Sarkisian doesn’t want to throw the ball 50 times a game. He wants balance. He doesn’t want loaded boxes, nor does he want an offense that only knows how to win 1 type of game. He wants to be able to take advantage when a team like Michigan inexplicably comes out with a single-high safety tasked with covering a future first-round receiver.

Fortunately for Sarkisian, he has that with Jones. All signs point to Alabama having that with Young, too. Call me crazy, but I can’t help but wonder how much the lure of developing Young, whom Sarkisian has known since he was in grade school, played a part in his decision to bypass head coaching opportunities at Colorado and Mississippi State.

Whatever the case, we’ll inevitably get reminders that we’re living in a post-Tagovailoa world, but not a post-Sarkisian world.

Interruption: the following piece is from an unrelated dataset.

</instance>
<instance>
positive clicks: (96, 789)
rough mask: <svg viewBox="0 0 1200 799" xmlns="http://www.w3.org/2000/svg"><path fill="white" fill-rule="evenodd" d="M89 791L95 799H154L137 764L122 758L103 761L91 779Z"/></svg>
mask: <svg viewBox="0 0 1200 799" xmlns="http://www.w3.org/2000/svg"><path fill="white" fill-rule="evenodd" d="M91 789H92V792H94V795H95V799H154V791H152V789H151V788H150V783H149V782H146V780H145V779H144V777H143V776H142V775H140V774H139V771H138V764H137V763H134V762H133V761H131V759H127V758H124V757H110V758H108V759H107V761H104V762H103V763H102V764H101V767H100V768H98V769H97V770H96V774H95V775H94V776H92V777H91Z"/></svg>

His identity will be all over this offense. There will still be times when Alabama makes it look easy by spreading teams out and hitting Smith for a slant that goes 75 yards. The Crimson Tide offense is still going to look its best when it has several receivers split wide with run-pass option principles.

Will it be historically efficient like it was with Tagovailoa? Probably not. But will it continue to light up scoreboards with a balanced attack?

I’d say that’s a better bet than gambling on a single-high safety to cover Jeudy in the open field.